In a recent developer check-in, Respawn says that one way it’s been keeping cheaters from ruining public games is by matching them with other cheaters and spammers. To some, that might not be as preferable as banning them outright, but we doubt anyone who’s playing the game legitimately will shed a tear for cheaters who are forced to play with other cheaters.
As Respawn explained in that developer check-in, there are other things it’s doing to combat cheating in Apex Legends. The company has employed machine learning to create behavior models on cheaters that will help it automatically detect and ban offending players. It’s also started requiring two-factor authentication for high-risk accounts in certain regions.
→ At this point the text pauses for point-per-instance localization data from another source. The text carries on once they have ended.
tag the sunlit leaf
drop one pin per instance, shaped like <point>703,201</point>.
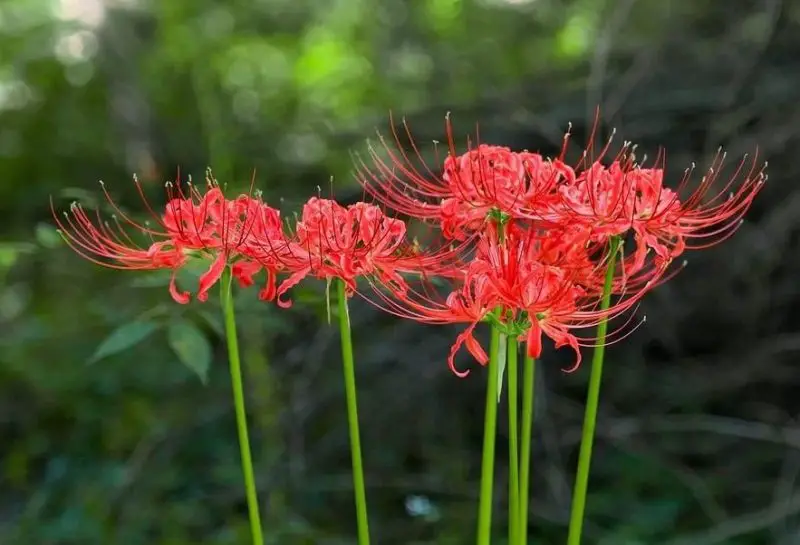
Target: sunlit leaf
<point>191,346</point>
<point>124,337</point>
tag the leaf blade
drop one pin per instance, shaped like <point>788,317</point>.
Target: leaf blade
<point>124,337</point>
<point>191,347</point>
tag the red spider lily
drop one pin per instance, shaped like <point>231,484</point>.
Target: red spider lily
<point>484,180</point>
<point>360,240</point>
<point>197,224</point>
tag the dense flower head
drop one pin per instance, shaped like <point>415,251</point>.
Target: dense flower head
<point>331,241</point>
<point>528,243</point>
<point>196,223</point>
<point>544,233</point>
<point>520,280</point>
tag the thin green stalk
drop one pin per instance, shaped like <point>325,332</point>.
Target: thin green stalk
<point>590,417</point>
<point>528,382</point>
<point>226,297</point>
<point>352,415</point>
<point>513,446</point>
<point>489,435</point>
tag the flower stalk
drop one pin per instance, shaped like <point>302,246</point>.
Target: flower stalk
<point>528,385</point>
<point>489,436</point>
<point>592,402</point>
<point>352,414</point>
<point>226,296</point>
<point>514,527</point>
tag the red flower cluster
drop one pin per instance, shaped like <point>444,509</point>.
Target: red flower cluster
<point>328,241</point>
<point>545,234</point>
<point>528,241</point>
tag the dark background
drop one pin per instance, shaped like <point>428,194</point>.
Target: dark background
<point>698,442</point>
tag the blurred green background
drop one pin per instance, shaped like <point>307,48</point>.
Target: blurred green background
<point>699,441</point>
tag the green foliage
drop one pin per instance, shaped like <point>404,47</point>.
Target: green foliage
<point>123,338</point>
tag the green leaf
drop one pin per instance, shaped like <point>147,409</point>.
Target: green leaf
<point>501,369</point>
<point>191,347</point>
<point>124,337</point>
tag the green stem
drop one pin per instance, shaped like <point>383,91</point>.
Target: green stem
<point>592,401</point>
<point>226,297</point>
<point>513,447</point>
<point>352,414</point>
<point>489,435</point>
<point>528,381</point>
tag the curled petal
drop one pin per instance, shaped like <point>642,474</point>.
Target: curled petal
<point>211,276</point>
<point>267,293</point>
<point>288,284</point>
<point>534,339</point>
<point>244,270</point>
<point>569,339</point>
<point>466,338</point>
<point>180,297</point>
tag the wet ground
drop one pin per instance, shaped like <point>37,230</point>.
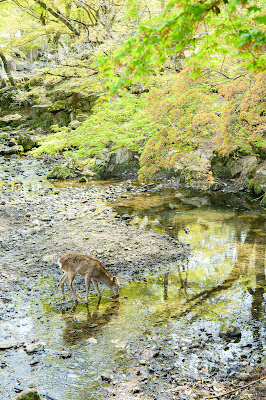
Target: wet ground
<point>190,320</point>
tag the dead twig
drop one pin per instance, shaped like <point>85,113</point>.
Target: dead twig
<point>235,390</point>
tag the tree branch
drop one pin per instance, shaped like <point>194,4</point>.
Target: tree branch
<point>57,13</point>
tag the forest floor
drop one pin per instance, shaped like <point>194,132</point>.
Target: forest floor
<point>36,228</point>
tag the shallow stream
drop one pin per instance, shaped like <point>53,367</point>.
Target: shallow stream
<point>207,315</point>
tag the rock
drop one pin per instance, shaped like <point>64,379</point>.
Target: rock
<point>74,124</point>
<point>59,172</point>
<point>34,348</point>
<point>258,182</point>
<point>8,344</point>
<point>49,258</point>
<point>17,149</point>
<point>63,354</point>
<point>10,119</point>
<point>230,332</point>
<point>125,217</point>
<point>28,394</point>
<point>26,141</point>
<point>249,166</point>
<point>92,340</point>
<point>234,167</point>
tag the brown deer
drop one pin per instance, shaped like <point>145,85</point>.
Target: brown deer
<point>76,263</point>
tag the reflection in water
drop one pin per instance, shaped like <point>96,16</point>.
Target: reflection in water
<point>77,329</point>
<point>227,234</point>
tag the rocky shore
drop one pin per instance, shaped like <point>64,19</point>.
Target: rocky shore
<point>38,225</point>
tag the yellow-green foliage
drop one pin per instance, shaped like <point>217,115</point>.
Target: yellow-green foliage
<point>179,115</point>
<point>192,115</point>
<point>243,118</point>
<point>121,123</point>
<point>186,112</point>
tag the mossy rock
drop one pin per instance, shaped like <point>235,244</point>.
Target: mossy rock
<point>263,203</point>
<point>258,183</point>
<point>28,394</point>
<point>64,171</point>
<point>59,172</point>
<point>58,105</point>
<point>219,167</point>
<point>26,142</point>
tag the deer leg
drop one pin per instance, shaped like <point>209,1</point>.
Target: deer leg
<point>71,277</point>
<point>97,287</point>
<point>62,282</point>
<point>87,283</point>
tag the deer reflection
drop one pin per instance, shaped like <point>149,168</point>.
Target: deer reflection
<point>183,276</point>
<point>77,329</point>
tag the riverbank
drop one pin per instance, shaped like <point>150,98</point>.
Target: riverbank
<point>36,227</point>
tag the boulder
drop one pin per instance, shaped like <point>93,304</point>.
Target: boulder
<point>249,165</point>
<point>258,183</point>
<point>74,124</point>
<point>8,344</point>
<point>230,332</point>
<point>11,119</point>
<point>65,171</point>
<point>28,394</point>
<point>26,141</point>
<point>17,149</point>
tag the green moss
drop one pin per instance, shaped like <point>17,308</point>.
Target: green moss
<point>59,172</point>
<point>263,201</point>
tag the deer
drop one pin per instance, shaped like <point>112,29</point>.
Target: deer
<point>76,263</point>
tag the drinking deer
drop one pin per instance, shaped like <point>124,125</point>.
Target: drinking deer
<point>91,269</point>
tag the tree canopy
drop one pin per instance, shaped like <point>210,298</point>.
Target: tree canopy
<point>206,30</point>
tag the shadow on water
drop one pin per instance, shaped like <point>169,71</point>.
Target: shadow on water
<point>78,329</point>
<point>223,281</point>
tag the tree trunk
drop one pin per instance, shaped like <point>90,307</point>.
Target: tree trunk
<point>7,69</point>
<point>57,14</point>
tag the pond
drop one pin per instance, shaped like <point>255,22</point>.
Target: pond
<point>207,314</point>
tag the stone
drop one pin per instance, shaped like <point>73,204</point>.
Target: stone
<point>249,166</point>
<point>74,124</point>
<point>28,394</point>
<point>259,180</point>
<point>8,344</point>
<point>63,354</point>
<point>26,141</point>
<point>34,348</point>
<point>234,167</point>
<point>10,118</point>
<point>230,332</point>
<point>17,149</point>
<point>92,340</point>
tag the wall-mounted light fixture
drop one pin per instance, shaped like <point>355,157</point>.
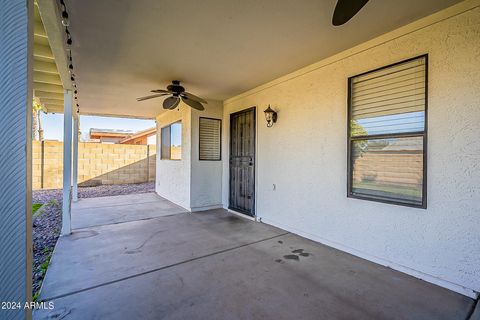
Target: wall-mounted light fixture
<point>270,116</point>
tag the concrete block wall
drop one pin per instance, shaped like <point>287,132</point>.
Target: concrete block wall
<point>97,164</point>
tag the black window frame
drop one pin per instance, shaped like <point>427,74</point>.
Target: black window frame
<point>350,140</point>
<point>169,126</point>
<point>199,144</point>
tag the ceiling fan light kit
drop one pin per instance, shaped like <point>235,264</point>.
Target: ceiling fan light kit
<point>177,93</point>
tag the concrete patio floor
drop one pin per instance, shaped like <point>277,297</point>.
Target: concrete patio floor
<point>142,257</point>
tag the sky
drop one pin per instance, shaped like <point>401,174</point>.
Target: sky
<point>52,125</point>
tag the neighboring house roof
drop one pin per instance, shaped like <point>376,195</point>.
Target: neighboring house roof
<point>144,133</point>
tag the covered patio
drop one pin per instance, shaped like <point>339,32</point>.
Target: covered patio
<point>143,257</point>
<point>315,208</point>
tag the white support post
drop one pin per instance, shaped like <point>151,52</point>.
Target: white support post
<point>67,162</point>
<point>76,122</point>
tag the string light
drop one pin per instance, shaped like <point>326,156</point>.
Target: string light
<point>69,42</point>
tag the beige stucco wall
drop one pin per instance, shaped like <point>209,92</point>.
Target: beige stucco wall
<point>173,176</point>
<point>97,164</point>
<point>305,155</point>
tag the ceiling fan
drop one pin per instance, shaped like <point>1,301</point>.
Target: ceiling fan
<point>177,93</point>
<point>345,10</point>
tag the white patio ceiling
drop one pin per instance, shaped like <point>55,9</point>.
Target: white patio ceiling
<point>218,48</point>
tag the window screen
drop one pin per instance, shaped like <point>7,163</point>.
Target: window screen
<point>171,142</point>
<point>210,139</point>
<point>387,133</point>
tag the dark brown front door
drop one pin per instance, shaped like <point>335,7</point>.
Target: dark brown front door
<point>242,161</point>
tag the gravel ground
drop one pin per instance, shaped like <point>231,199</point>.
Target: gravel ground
<point>47,221</point>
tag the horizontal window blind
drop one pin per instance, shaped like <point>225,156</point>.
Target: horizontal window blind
<point>387,133</point>
<point>165,152</point>
<point>210,139</point>
<point>171,142</point>
<point>389,100</point>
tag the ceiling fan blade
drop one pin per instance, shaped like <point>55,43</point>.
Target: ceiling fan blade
<point>345,10</point>
<point>151,96</point>
<point>192,97</point>
<point>162,91</point>
<point>192,103</point>
<point>171,102</point>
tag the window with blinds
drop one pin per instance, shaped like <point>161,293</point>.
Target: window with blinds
<point>171,142</point>
<point>210,133</point>
<point>387,134</point>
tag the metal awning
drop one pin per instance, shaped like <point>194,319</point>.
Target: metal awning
<point>50,76</point>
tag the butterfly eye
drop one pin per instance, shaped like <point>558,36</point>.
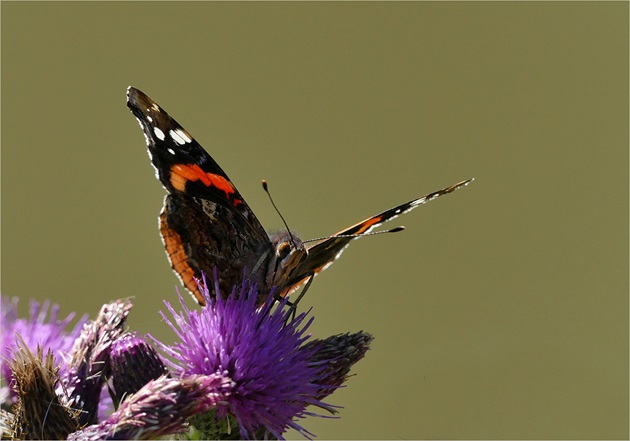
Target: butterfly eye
<point>283,250</point>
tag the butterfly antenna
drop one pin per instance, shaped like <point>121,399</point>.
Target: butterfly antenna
<point>391,230</point>
<point>266,188</point>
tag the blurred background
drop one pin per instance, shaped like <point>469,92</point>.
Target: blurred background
<point>500,312</point>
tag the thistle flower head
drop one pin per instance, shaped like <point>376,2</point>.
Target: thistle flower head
<point>161,407</point>
<point>274,379</point>
<point>43,328</point>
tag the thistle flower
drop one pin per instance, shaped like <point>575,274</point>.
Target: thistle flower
<point>133,364</point>
<point>161,407</point>
<point>89,365</point>
<point>274,378</point>
<point>41,328</point>
<point>336,355</point>
<point>40,412</point>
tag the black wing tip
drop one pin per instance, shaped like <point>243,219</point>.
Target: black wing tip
<point>138,100</point>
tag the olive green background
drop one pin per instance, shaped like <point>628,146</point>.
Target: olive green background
<point>502,310</point>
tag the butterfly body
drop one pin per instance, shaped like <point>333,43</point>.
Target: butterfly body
<point>206,225</point>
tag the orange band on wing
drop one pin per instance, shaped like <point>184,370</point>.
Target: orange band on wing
<point>179,259</point>
<point>368,223</point>
<point>182,173</point>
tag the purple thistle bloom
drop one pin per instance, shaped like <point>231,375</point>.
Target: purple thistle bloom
<point>49,333</point>
<point>161,407</point>
<point>274,377</point>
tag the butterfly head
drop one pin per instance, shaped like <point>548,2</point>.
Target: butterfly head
<point>289,252</point>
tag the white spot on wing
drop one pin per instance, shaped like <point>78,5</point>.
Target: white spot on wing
<point>179,136</point>
<point>158,133</point>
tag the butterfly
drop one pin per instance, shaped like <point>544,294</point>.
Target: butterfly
<point>206,224</point>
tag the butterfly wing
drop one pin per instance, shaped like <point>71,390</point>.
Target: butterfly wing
<point>205,222</point>
<point>321,255</point>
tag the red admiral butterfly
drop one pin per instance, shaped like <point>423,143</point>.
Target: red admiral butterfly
<point>205,222</point>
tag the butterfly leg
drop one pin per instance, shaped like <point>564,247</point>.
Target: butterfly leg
<point>293,305</point>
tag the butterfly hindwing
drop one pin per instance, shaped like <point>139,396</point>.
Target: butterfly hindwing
<point>325,252</point>
<point>206,225</point>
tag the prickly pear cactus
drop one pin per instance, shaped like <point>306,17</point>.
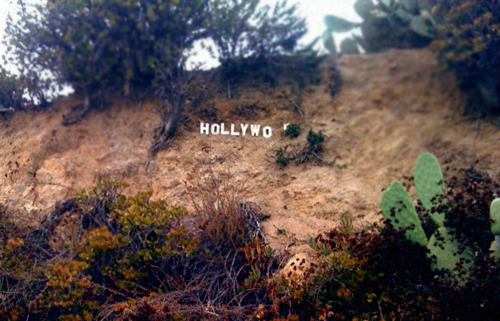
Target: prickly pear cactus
<point>495,228</point>
<point>449,256</point>
<point>397,207</point>
<point>429,184</point>
<point>348,46</point>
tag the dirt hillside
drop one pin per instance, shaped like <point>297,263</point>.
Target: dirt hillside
<point>390,108</point>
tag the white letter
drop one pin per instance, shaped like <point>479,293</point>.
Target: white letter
<point>222,131</point>
<point>267,131</point>
<point>204,128</point>
<point>233,133</point>
<point>255,129</point>
<point>244,128</point>
<point>215,128</point>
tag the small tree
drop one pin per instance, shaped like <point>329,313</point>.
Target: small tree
<point>98,44</point>
<point>241,28</point>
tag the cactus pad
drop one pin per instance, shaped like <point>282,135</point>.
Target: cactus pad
<point>397,207</point>
<point>429,184</point>
<point>449,256</point>
<point>495,216</point>
<point>495,228</point>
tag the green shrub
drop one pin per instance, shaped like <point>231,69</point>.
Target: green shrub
<point>11,92</point>
<point>292,131</point>
<point>281,157</point>
<point>467,45</point>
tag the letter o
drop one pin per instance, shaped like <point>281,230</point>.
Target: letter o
<point>267,132</point>
<point>215,129</point>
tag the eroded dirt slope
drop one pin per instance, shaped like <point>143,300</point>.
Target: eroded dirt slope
<point>389,109</point>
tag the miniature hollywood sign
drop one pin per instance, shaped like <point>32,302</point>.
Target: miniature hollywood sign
<point>236,130</point>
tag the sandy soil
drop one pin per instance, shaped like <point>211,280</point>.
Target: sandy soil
<point>390,108</point>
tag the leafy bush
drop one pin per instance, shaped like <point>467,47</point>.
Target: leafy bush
<point>137,258</point>
<point>467,45</point>
<point>301,153</point>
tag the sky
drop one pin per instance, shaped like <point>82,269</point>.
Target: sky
<point>313,10</point>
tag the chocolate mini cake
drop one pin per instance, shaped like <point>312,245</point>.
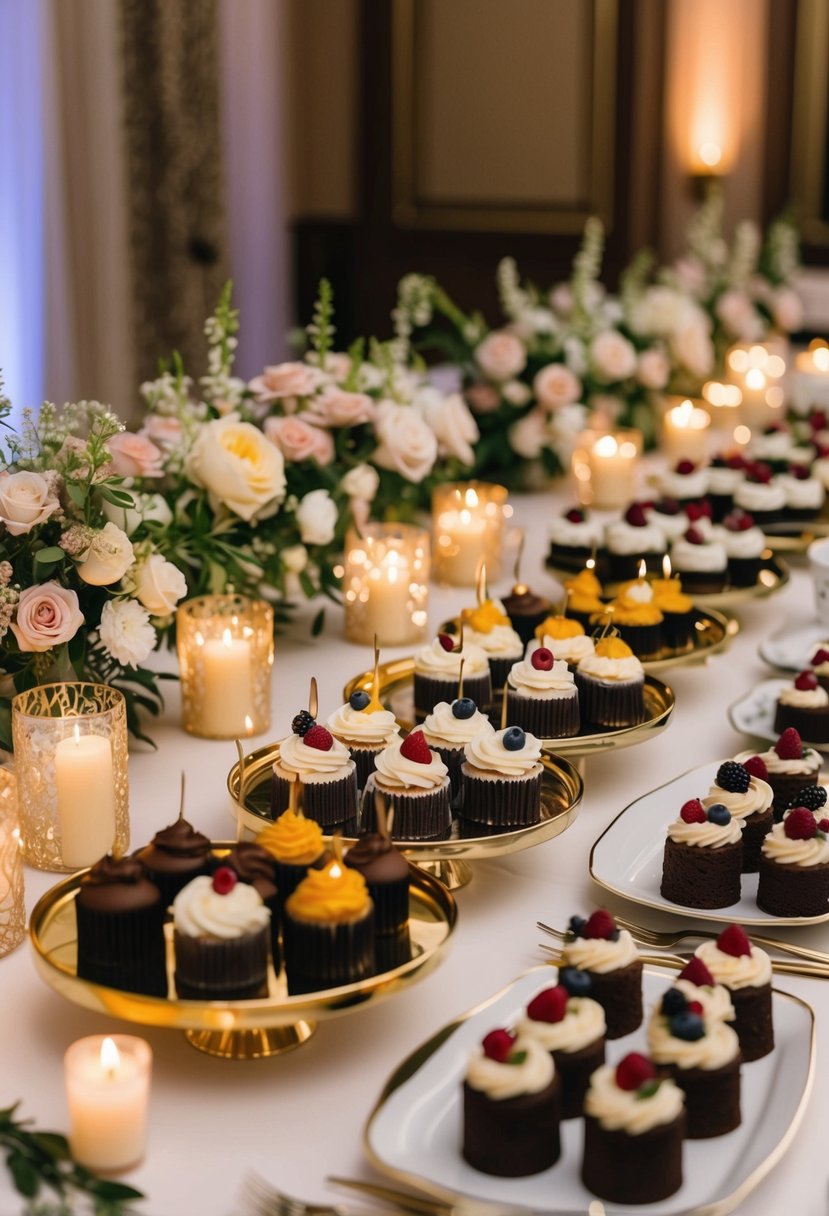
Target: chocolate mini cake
<point>511,1108</point>
<point>635,1125</point>
<point>120,928</point>
<point>174,856</point>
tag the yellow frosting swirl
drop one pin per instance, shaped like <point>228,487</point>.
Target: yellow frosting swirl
<point>332,895</point>
<point>293,839</point>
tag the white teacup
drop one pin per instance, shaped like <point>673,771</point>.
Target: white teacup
<point>818,562</point>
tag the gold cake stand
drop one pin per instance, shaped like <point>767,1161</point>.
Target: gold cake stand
<point>268,1025</point>
<point>562,791</point>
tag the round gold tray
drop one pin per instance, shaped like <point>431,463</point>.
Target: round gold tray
<point>562,791</point>
<point>237,1029</point>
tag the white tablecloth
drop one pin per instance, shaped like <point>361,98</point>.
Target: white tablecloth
<point>300,1116</point>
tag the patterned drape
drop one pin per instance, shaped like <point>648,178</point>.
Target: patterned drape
<point>174,174</point>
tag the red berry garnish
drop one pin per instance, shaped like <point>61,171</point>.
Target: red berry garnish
<point>542,659</point>
<point>633,1070</point>
<point>693,811</point>
<point>319,738</point>
<point>695,972</point>
<point>224,880</point>
<point>789,746</point>
<point>497,1045</point>
<point>733,941</point>
<point>800,825</point>
<point>416,748</point>
<point>599,924</point>
<point>755,766</point>
<point>548,1006</point>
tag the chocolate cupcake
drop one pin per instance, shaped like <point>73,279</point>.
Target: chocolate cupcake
<point>174,856</point>
<point>120,928</point>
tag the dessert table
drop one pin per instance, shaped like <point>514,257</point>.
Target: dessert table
<point>299,1116</point>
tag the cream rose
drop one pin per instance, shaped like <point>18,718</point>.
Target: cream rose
<point>556,386</point>
<point>46,615</point>
<point>135,455</point>
<point>238,467</point>
<point>26,500</point>
<point>107,558</point>
<point>316,516</point>
<point>159,585</point>
<point>407,445</point>
<point>501,355</point>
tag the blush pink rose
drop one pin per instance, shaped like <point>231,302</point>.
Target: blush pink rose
<point>46,615</point>
<point>135,455</point>
<point>298,440</point>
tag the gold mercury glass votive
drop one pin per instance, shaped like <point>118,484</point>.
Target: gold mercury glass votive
<point>385,584</point>
<point>12,907</point>
<point>225,658</point>
<point>71,760</point>
<point>467,529</point>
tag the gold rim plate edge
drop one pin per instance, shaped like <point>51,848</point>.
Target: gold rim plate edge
<point>416,1059</point>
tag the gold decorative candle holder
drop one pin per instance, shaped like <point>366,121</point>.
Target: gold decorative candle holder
<point>12,907</point>
<point>467,529</point>
<point>385,586</point>
<point>71,760</point>
<point>225,658</point>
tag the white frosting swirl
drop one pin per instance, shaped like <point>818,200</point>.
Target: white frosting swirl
<point>201,912</point>
<point>441,726</point>
<point>395,771</point>
<point>624,1110</point>
<point>360,726</point>
<point>582,1024</point>
<point>488,752</point>
<point>601,956</point>
<point>745,970</point>
<point>500,1081</point>
<point>777,846</point>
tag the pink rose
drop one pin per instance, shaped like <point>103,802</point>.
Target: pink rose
<point>501,355</point>
<point>46,615</point>
<point>298,440</point>
<point>556,386</point>
<point>285,380</point>
<point>135,455</point>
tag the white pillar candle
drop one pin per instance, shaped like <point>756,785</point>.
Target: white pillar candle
<point>85,791</point>
<point>227,694</point>
<point>107,1088</point>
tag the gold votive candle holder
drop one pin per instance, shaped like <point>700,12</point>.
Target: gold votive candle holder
<point>385,584</point>
<point>71,759</point>
<point>467,529</point>
<point>12,907</point>
<point>225,658</point>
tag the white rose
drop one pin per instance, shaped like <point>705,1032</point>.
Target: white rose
<point>127,632</point>
<point>501,355</point>
<point>316,516</point>
<point>361,482</point>
<point>452,423</point>
<point>238,467</point>
<point>159,585</point>
<point>613,355</point>
<point>294,558</point>
<point>107,558</point>
<point>407,445</point>
<point>26,501</point>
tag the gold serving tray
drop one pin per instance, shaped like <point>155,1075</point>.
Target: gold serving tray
<point>560,798</point>
<point>237,1029</point>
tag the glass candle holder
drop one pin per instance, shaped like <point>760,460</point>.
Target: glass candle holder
<point>12,907</point>
<point>467,529</point>
<point>604,463</point>
<point>385,585</point>
<point>225,657</point>
<point>71,760</point>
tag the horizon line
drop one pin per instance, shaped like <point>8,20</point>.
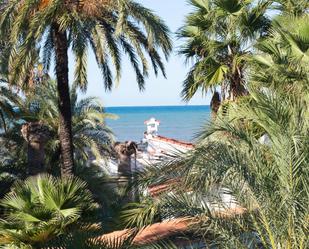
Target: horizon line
<point>120,106</point>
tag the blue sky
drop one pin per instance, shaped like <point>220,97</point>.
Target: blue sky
<point>159,91</point>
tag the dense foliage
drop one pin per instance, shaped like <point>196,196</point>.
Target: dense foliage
<point>244,185</point>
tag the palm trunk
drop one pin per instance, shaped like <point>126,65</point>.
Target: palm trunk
<point>36,135</point>
<point>237,85</point>
<point>65,117</point>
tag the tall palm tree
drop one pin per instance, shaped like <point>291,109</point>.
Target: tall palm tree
<point>291,7</point>
<point>282,59</point>
<point>218,36</point>
<point>40,209</point>
<point>8,99</point>
<point>91,136</point>
<point>52,27</point>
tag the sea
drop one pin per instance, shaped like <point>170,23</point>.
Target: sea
<point>178,122</point>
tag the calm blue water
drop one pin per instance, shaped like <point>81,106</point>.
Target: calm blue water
<point>179,122</point>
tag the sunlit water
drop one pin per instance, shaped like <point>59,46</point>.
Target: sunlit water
<point>179,122</point>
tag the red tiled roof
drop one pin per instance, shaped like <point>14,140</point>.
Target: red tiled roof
<point>149,234</point>
<point>175,142</point>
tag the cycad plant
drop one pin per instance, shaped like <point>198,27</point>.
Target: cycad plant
<point>218,38</point>
<point>49,28</point>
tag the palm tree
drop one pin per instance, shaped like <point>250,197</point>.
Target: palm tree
<point>36,135</point>
<point>291,7</point>
<point>218,36</point>
<point>40,209</point>
<point>8,99</point>
<point>49,28</point>
<point>282,59</point>
<point>264,195</point>
<point>91,136</point>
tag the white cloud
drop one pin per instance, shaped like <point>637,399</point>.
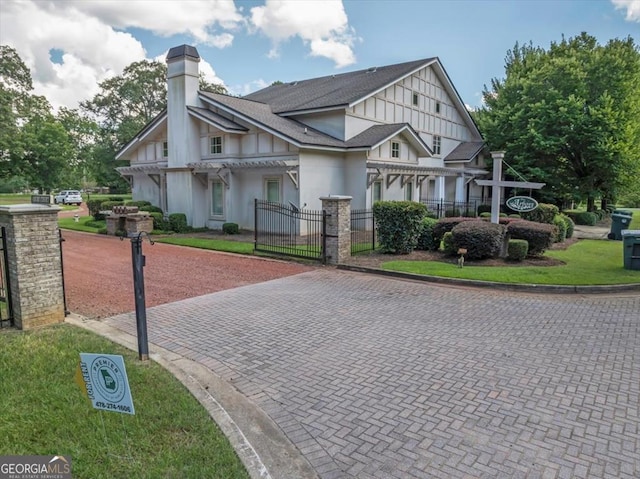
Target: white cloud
<point>632,7</point>
<point>94,47</point>
<point>321,24</point>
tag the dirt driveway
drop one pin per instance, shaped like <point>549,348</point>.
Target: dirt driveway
<point>98,273</point>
Part of the reason why the war against cheating is something that can never be won is because cheat makers are constantly working on new ways to skirt the rules, and Respawn says that continuously working to adapt to new cheats is part of its strategy. It’s also been looking into how to people party up for additional insight, noting that even if a player doesn’t have cheats running on their machine, they’re still guilty of cheating themselves when they party up with cheaters.
Of course, Respawn can only get so much done on its own, so it ends that section by reminding players that they can report suspected cheaters using the Report a Cheat form on the Apex Legends website. While the war might never be totally won, it is nice to know that somewhere out there, a cheater is raging at the fact that they were killed by another cheater. Perhaps there is justice in the universe after all.